Thursday August 11, 2022 – Author:
ham
A promising drug combination has been available to patients with cystic fibrosis for two years. The triple therapy was previously reserved for children under the age of twelve. Fortunately, a study with Charité participation has changed this.
The treatment of incurable cystic fibrosis has made progress. With the so-called CFTR-Modulatoren drugs are available for the first time that target the cause of the disease – a defect in an ion channel. In almost 90 percent of those affected, the defect is triggered by a specific error in the CFTR gene. This is where the new active ingredients come into play.
A combination of three CFTR modulators (elexacaftor/tezacaftor/ivacaftor) has been available in Europe since August 2020, which can increase the function of the ion channel to around 50 percent of the normal value in patients with one copy of this mutation, thus improving their lung function and quality of life improved. Until the beginning of the year, however, the combination of active ingredients was only approved for children over the age of twelve.
Study in children led to approval in Europe
The promising drug cocktail was tested on younger children as part of a strictly controlled clinical study. The results finally led to approval from 6 years of age in 2022. The Charité was one of the 34 study centers worldwide and co-managed it. The results have now been published in the American Journal of Respiratory and Critical Care Medicine.
After that, the functionality of the CFTR ion channel increased significantly in the 6- to 11-year-old study participants and the lung function and quality of life of the children improved. Overall, the therapy showed a good safety profile and was well tolerated by the children. The side effects corresponded to those that had already been observed in older patients.
Measurable effects after half a year
“I was surprised and very pleased to see that the children noticed a positive effect despite the early stage of the disease and the short duration of treatment,” says first author Prof. Dr. Marcus Mall. “These results have contributed to the European Medicines Agency approving the triple therapy for children aged 6 and over earlier this year, so that we can already use it from this age. I expect that the earlier treatment of the basic defect that is now possible will improve the health of patients with cystic fibrosis significantly improved over the long term.”

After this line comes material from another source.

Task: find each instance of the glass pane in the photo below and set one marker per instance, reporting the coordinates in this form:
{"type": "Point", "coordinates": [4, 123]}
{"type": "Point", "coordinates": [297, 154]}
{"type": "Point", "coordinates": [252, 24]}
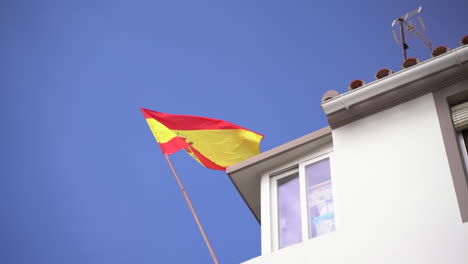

121 children between the ages of 6 and 11 who had a corresponding mutation in their genome took part in the randomized placebo-controlled study. Every second child received the combination of active ingredients for six months, the others received a placebo. Unfortunately, this type of clinical study is far too rare in the development of drugs for children, says Einstein Professor Mall. “Often no control groups are examined in children, but conclusions are drawn from studies with adults on the effects in children. However, children are not small adults, so high-quality studies are very important for the development of safe and effective medicines.”
Toddlers and infants are also said to benefit
The research team is currently investigating the safety and effectiveness of triple therapy in children between the ages of two and five. But it shouldn’t stay that way – infants will also soon be treated with it, as Mall suggests: Since cystic fibrosis can now be diagnosed as part of newborn screening within the first few weeks of life, people with cystic fibrosis can now be treated causally as early as newborns “and so hopefully themselves prevent early damage to the lungs and possibly other affected organs such as the pancreas. We are slowly approaching this age.”